We built a commercial kitchen/breakroom on a budget and the staff had input and even helped tile it and do some of the painting. This ended up being a key point of the tours we gave new hires. We setup a company Traeger Grill out back as well. Employees were interested in working out at the shop so we set aside some space to work out and even built out showers. We set up a projector for meetings and also for optional informal Wednesday night tech sessions. We created our “Ark”!
Creating a physical environment where you and your employees want to be is so important and really not that difficult. If you’re just starting out, do what you can with what you have and more importantly, have a strong plan for that killer break room or new building, etc and share it often with the team.
You also need to consider the expectations and standards of interaction at your business. Where does that start? How do you set that standard…with a handbook?
The standard starts with you. Treat everyone like an old friend and expect the best from them. Create an invisible carrot where they feel comfortable, supported and heard and balance that with expectations. Groom staff consistently with the reasons “why we do, what we do” and layout clear expectations, so they can onboard new hires to be rockstars. If you don’t know what those reasons are you have some important work to do.

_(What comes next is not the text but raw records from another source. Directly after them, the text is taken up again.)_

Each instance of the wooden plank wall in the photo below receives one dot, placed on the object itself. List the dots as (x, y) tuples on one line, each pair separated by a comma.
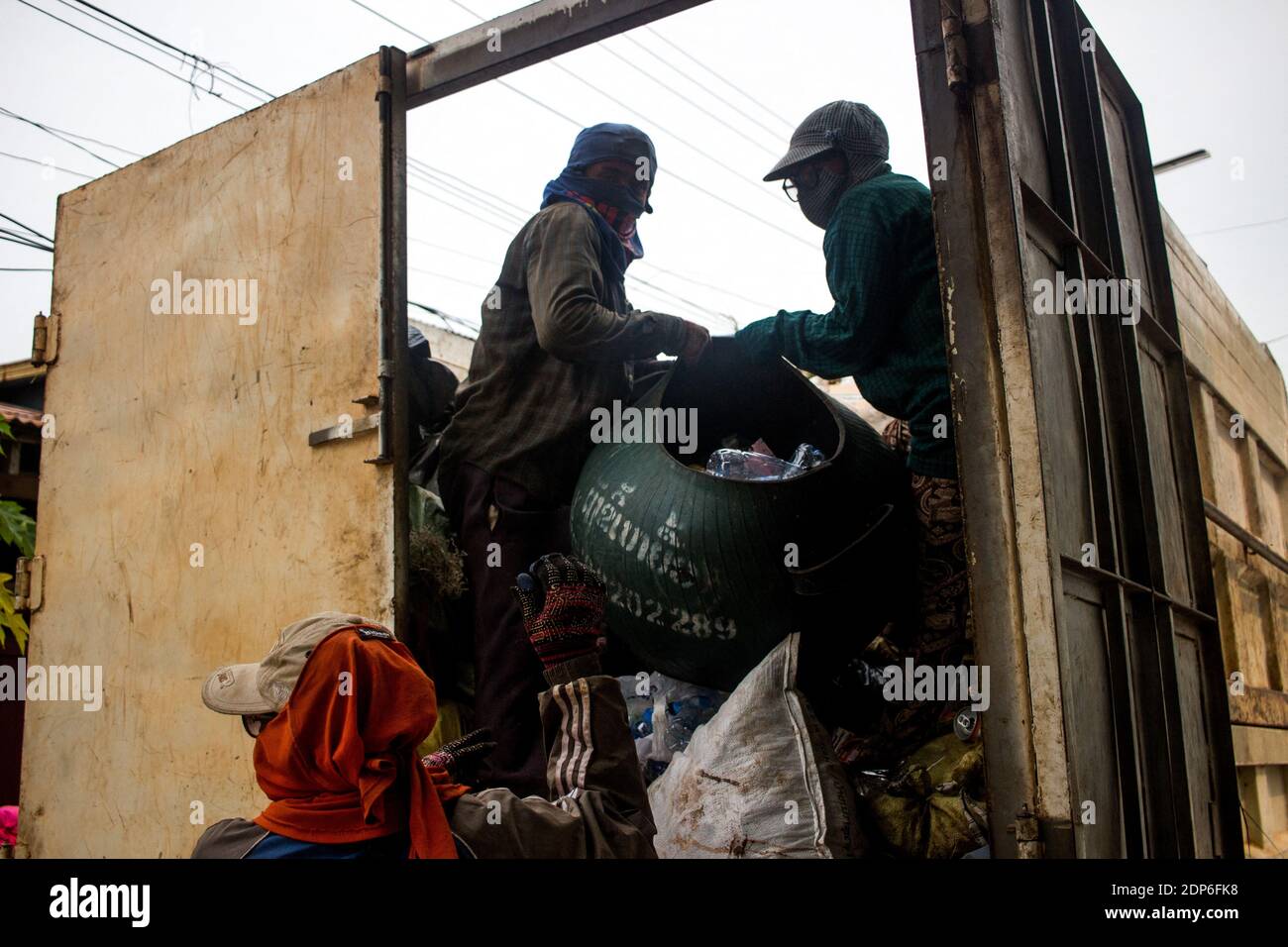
[(1232, 375)]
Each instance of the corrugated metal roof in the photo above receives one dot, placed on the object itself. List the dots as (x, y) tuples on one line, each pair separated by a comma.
[(21, 415)]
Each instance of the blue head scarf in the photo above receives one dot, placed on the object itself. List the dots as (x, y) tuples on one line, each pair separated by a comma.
[(606, 142)]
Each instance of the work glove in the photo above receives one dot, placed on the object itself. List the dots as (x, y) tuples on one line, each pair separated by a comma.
[(563, 608), (462, 757), (696, 341)]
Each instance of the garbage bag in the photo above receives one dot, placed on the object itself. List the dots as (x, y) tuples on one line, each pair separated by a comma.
[(930, 805), (760, 780)]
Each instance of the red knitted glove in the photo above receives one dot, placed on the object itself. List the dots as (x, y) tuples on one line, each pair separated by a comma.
[(563, 608), (462, 757)]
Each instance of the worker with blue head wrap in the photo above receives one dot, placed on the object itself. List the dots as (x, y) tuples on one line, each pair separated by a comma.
[(558, 341)]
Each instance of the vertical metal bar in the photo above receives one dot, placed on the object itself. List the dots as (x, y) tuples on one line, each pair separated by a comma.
[(393, 313)]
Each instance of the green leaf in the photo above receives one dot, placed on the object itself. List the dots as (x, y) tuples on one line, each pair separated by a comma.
[(17, 528)]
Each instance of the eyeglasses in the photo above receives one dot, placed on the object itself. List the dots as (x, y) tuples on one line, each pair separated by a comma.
[(254, 723), (805, 176)]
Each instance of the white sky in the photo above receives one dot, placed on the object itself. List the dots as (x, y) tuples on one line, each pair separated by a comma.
[(1206, 78)]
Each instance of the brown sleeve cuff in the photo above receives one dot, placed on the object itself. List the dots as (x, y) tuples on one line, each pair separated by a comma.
[(568, 672)]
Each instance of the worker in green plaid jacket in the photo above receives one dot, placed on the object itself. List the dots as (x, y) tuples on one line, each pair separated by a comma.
[(887, 329)]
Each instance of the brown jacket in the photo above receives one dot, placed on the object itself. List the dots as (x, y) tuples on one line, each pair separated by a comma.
[(555, 343)]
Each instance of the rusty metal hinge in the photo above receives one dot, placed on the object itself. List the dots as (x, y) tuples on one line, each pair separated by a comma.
[(1028, 834), (954, 51), (346, 429), (29, 583), (44, 338)]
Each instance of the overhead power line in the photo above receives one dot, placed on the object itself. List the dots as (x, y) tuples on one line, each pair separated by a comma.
[(86, 138), (698, 82), (721, 78), (30, 230), (220, 97), (170, 46), (1239, 227), (60, 138), (673, 174), (46, 163)]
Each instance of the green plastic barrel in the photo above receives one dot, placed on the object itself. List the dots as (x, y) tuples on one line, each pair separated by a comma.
[(706, 575)]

If you don’t set expectations…your team can never meet them. I love task management software like Teamwork for this. Taking the time to set up a structured way to work on short and long term projects with groups of tasks can really improve performance and efficiency. When you quantify things that need to be completed, it’s easier to set deadlines and break down large projects into bite-size tasks. It’s also much easier to delegate clearly to appropriate team members. Most task management software will have weekly reporting. Use these reports for your weekly meetings for legit kudos for individual staff in front of the group.
There are so many facets of running an e-commerce business; it’s hard to consider a lot of these concepts with all the emergencies and responsibility. Slice off what you can, and start improving a little at a time. Whether you’re doing 100k or 100MM, I promise you amazing things will happen when employees are excited about your business, you just might find yourself getting excited about it too.